Иван солгал Ютте. На самом деле он нашёл Мориса, твердо намереваясь вернуть долг и отплатить добром за добро. Но Терентьев опоздал — весёлый француз, талантливый механик и любитель хитрых машинных кунштюков к тому времени был уже мёртв. Скоротечный рак. Судя по всему, Лешан отправился в путешествие, уже чувствуя приближение костлявой, и Иван не просто стал его попутчиком, но скрасил последние месяцы приговоренного. Наверное, когда Морис почувствовал, что больше не может скрывать симптомы, он решил не отягощать нового друга и отправился умирать в одиночестве.
Машина выехала на загородную трассу и набрала скорость, направляясь к воздушному порту. Теперь он был превращен в военный объект, один из основных элементов воздушной обороны.
Терентьев стиснул кулаки и сжал челюсти, радуясь, что в темном салоне водитель не видит его лица. Мысль о том, что знакомство с ним приносит смерть была несправедлива, неправильна… и сидела под сердцем, как ржавый шип, который нельзя извлечь.
Морис, гвардейцы Зимникова, майор Басалаев…
Ехидный голос в глубине души нашёптывал продолжение мартиролога.
Ютта, Иван–младший…
— Будьте вы прокляты, — одними губами прошептал Терентьев. – Если придется, я убью вас всех, всех. Но до них вы не доберётесь.
Мелькнула бесшумная вспышка на полнеба и вслед за ней прокатился гром.
Гроза приближалась.
* * *
В полутемном помещении сидели два человека, напряжённо уставившиеся на подсвеченный экран, растянутый во всю стену. Над экраном проходила рельсовая направляющая, по которой катался несложный механизм, переделанный из детской игрушки. Машинка могла двигаться по рельсе влево–вправо, а так же поднимать и опускать грузик на леске, похожий на строительный отвес. За спинами людей располагалась грубо сделанная, но исправно действующая рама с простыми приводами, в которой в свою очередь двигался мощный фонарик, бросающий луч света на экран. Наставник с помощью маленького пульта управлял движениями машинки, заставляя грузик перемещаться на фоне всего экрана, меняя скорость и освещение. Оператор вращал два верньера на собственном пульте и стремился поймать лучом отвес, переделанный из снаряда гиропланной автопушки. Состязание проходило в полной тишине, лишь жужжали и пощелкивали моторчики самодельной техники.

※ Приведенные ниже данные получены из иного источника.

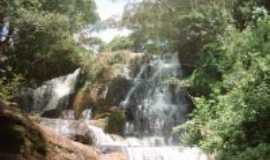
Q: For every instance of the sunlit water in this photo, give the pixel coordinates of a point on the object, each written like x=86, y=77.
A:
x=154, y=107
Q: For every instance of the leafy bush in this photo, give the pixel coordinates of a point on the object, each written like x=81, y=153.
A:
x=232, y=118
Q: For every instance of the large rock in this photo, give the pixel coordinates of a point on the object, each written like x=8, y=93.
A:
x=51, y=98
x=22, y=139
x=112, y=83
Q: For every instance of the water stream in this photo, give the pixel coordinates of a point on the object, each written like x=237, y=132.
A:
x=153, y=108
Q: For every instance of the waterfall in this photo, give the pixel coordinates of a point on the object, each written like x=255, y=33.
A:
x=153, y=105
x=153, y=108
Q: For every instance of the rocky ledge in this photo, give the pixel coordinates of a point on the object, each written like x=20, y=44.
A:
x=21, y=138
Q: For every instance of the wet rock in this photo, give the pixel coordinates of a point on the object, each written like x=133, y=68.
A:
x=72, y=129
x=50, y=99
x=19, y=136
x=23, y=139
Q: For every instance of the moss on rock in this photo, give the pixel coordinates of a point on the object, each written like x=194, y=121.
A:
x=116, y=122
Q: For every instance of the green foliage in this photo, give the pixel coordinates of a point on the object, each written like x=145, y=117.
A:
x=119, y=43
x=231, y=118
x=43, y=36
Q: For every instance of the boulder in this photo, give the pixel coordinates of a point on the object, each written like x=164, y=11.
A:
x=23, y=139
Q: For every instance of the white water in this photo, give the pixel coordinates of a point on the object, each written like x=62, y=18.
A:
x=155, y=107
x=155, y=112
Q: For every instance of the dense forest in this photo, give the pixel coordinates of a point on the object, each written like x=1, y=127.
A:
x=223, y=47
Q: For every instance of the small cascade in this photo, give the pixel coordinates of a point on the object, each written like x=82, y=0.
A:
x=54, y=95
x=153, y=108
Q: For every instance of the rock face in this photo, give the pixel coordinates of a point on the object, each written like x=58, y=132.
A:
x=23, y=139
x=111, y=85
x=20, y=138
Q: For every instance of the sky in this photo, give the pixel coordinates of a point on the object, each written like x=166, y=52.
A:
x=110, y=9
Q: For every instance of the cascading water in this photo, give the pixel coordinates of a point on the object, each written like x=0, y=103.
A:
x=153, y=108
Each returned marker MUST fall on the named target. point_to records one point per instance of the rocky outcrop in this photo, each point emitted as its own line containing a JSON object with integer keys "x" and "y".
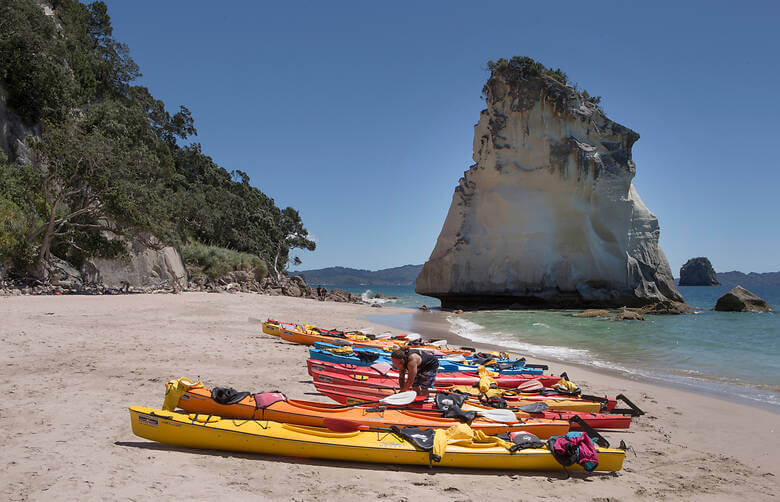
{"x": 740, "y": 299}
{"x": 698, "y": 272}
{"x": 13, "y": 133}
{"x": 547, "y": 216}
{"x": 592, "y": 313}
{"x": 148, "y": 266}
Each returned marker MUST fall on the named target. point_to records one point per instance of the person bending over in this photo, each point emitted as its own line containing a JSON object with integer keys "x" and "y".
{"x": 416, "y": 369}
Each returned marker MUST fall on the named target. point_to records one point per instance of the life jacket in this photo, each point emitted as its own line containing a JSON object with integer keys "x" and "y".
{"x": 567, "y": 387}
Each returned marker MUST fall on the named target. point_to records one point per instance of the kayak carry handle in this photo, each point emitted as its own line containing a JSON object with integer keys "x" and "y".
{"x": 632, "y": 409}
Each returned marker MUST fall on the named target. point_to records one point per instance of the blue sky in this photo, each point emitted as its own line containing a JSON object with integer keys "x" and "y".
{"x": 360, "y": 114}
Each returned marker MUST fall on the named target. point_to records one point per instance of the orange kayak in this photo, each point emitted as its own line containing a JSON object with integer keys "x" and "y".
{"x": 313, "y": 414}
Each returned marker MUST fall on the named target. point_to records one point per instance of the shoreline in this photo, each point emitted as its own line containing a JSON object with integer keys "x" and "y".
{"x": 73, "y": 364}
{"x": 435, "y": 322}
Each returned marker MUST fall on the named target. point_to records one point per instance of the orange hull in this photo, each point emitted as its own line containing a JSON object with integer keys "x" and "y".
{"x": 295, "y": 336}
{"x": 313, "y": 414}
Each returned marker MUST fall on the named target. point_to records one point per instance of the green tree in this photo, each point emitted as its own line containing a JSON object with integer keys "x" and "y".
{"x": 290, "y": 234}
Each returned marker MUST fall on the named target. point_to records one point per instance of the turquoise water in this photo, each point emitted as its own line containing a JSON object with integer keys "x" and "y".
{"x": 732, "y": 354}
{"x": 406, "y": 297}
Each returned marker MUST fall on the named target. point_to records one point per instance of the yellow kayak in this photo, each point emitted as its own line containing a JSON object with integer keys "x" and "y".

— Все, хорош, — сказал, наконец, наставник. – У тебя уже глаз замылился, мышей не ловишь.
Он щелкнул выключателем, в тренировочном зале, переоборудованном из складской каморки, вспыхнул свет.
— Слишком быстро, — виновато пробасил испытуемый, откладывая пульт с парой витых шнуров, тянущихся к стойке с фонариком.
— Быстро… — сардонически протянул наставник, вставая со стула, разминая уставшие пальцы. – «Быстро», это когда на тебя несётся гусеничная дура за полтинник весом и палит вовсю. А это, — он указал на отвес, повисший неподвижно. – Ерунда.